Avec ses commerces, ses cafés, ses squares et ses terrains de jeux, l'espace
public apparaît ouvert et mixte. Pourtant, plusieurs études et expériences
montrent que la ville demeure un lieu sexué. […]
Selon le sexe, l'usage de la rue n'est donc pas le même : les hommes
occupent les trottoirs, les cafés, les bas d'immeubles de manière statique ;
les femmes, elles, ne stationnent pas. Elles sont en mouvement, flânant
rarement et évitant les lieux trop masculins. Leur usage de la rue est plus
pratique que ludique : aller chez le médecin ou au métro pour rejoindre son
travail, faire ses courses…
C'est ce qu'a pu mettre au jour l'ethnologue-urbaniste1 Marie-Christine
Hohm dans une étude réalisée en 2012 dans le quartier du Grand Parc,
dans le nord de Bordeaux, auprès de femmes recrutées en trois groupes :
lycéennes et étudiantes, femmes précaires et isolées, et seniors. Toutes
avaient une « carte mentale » de leur quartier avec des rues fréquentées et
d'autres à éviter […].
Jeunes ou plus anciennes, elles adoptent des stratégies pour ne pas se
faire remarquer et être tranquilles, surtout le soir.

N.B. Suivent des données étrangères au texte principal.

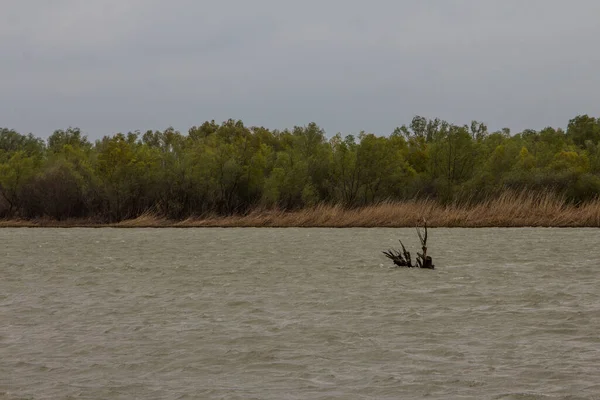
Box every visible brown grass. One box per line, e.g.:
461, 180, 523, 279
0, 192, 600, 228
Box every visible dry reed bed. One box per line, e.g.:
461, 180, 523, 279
0, 192, 600, 228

Vêtements passe-partout,
baskets, marchant vite sans répondre aux interpellations, un baladeur sur
les oreilles. Elles sortent de préférence en groupe. Dans les transports, elles
s'assoient près du chauffeur. « Les femmes ne se sentent pas légitimes dans l'espace
public. Elles n'y sont pas avec la même insouciance », assure Mme Hohm.
Chercheuse qui se penche sur les problèmes liés à la ville avec une démarche d'enquêtes sur le terrain.